W ostatnich tygodniach coraz głośniej mówi się o przypadku Kyrie Irvinga. Władze NBA wprowadziły obowiązkowe szczepienia dla zawodników wszystkich klubów. W przypadku kiedy koszykarz się nie zaszczepi, nie będzie mógł wystąpić w meczu.
Zobacz także: Seksafera podczas meczu
U zdecydowanej większości zawodników i trenerów ten przepis nie wywołał większych emocji. Jednakże jest jeden wyjątek. A konkretnie, wspomniany już Kyrie Irving. Amerykanin oświadczył, że nie zamierza się szczepić przeciw COVID-19, nawet jeżeli z tego powodu miałby stracić sezon.
Początkowo wydawało się, że liga w końcu się ugnie i nie pozwoli sobie na stratę jednego z najlepszych koszykarzy.
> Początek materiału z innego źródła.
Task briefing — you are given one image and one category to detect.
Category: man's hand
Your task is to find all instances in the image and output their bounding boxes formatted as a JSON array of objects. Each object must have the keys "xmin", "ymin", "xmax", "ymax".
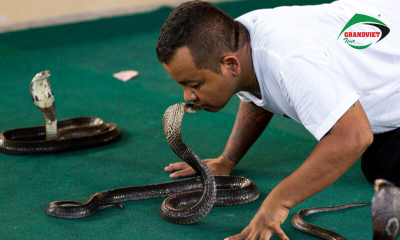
[
  {"xmin": 225, "ymin": 195, "xmax": 289, "ymax": 240},
  {"xmin": 164, "ymin": 155, "xmax": 235, "ymax": 178}
]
Rzeczywistość okazała się jednak być inna. We wtorek oficjalnie ogłoszono, że Irving dopóki się nie zaszczepi, to nie będzie mógł brać udziału ani w meczach, ani w treningach swojej drużyny - Brooklyn Nets.
Zobacz także: Ostra awantura na stadionie
To wywołało spore zamieszanie. Wielu kibiców w mediach społecznościowych zaczęło dyskutować na temat przypadku Irvinga. Udział w tej debacie wzięły nawet znane osobistości, m.in. Donald Trump jr.
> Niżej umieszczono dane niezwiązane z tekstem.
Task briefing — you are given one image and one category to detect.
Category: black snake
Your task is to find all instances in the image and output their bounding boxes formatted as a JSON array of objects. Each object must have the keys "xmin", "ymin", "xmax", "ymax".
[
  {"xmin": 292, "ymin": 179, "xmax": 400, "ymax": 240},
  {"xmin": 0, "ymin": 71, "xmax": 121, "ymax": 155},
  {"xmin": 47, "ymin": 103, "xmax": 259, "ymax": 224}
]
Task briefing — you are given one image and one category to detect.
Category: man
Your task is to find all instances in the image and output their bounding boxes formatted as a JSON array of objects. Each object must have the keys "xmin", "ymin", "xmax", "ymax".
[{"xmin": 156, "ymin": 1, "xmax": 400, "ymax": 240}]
Władze NBA wydają się jednak być nieugięte. Jeżeli gwiazdor nie zmieni swojego nastawienia to może stracić lukratywny kontrakt w Brooklyn Nets, w którym zarabia ok 19 mln dolarów za sezon. Pocieszeniem dla niego może być fakt, że są jeszcze kraje, gdzie ze swoimi poglądami będzie mógł kontynuować sportową karierę.
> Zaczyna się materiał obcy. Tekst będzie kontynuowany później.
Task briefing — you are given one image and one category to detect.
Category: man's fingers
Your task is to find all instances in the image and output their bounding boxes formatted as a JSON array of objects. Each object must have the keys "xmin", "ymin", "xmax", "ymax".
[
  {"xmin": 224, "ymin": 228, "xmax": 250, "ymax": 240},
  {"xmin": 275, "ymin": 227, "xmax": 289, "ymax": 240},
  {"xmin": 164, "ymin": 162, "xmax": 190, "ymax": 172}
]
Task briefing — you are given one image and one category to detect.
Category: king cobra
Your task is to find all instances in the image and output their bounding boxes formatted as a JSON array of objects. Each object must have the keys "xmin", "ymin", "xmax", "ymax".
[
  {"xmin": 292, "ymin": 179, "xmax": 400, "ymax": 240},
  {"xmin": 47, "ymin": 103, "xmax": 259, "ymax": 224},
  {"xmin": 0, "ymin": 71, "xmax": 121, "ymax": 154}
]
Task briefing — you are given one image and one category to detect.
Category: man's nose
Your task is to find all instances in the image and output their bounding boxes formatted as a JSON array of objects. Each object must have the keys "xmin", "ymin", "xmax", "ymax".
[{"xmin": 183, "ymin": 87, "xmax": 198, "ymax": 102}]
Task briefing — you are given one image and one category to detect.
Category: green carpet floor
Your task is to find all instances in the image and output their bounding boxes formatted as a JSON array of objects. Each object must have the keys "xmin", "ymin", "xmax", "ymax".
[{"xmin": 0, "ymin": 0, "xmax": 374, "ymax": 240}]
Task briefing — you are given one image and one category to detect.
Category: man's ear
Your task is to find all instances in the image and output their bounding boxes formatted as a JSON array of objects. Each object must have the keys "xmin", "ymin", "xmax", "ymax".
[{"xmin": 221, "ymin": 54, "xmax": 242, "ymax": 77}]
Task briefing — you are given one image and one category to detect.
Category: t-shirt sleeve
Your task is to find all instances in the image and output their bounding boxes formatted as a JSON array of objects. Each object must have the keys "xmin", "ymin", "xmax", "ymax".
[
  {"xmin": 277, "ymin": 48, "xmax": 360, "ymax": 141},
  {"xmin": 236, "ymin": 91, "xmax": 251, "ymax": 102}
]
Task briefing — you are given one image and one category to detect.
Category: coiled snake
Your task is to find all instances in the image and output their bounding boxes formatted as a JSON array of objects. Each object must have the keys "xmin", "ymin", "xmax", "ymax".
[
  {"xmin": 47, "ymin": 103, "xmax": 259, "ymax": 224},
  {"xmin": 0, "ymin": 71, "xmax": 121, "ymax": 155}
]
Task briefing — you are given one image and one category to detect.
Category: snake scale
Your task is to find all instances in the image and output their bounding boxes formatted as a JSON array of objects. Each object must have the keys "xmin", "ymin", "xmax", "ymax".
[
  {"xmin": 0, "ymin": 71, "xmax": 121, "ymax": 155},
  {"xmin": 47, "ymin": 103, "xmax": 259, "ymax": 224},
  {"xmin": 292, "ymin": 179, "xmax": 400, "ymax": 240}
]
To nie pierwszy przypadek zamieszania wokół Kryie Irvinga. Znany koszykarz oficjalnie sprzeciwiał się wszelkim obostrzeniom związanym z koronawirusem. Natomiast jeszcze wcześniej był zwolennikiem twierdzenia o płaskiej ziemi i dotychczasowy stan nauki na ten temat uważał za jedno wielkie oszustwo.
Zobacz także: MMA-VIP wprowadza makijaż dla swoich zawodników
Twoja opinia pozwala nam tworzyć lepsze treści.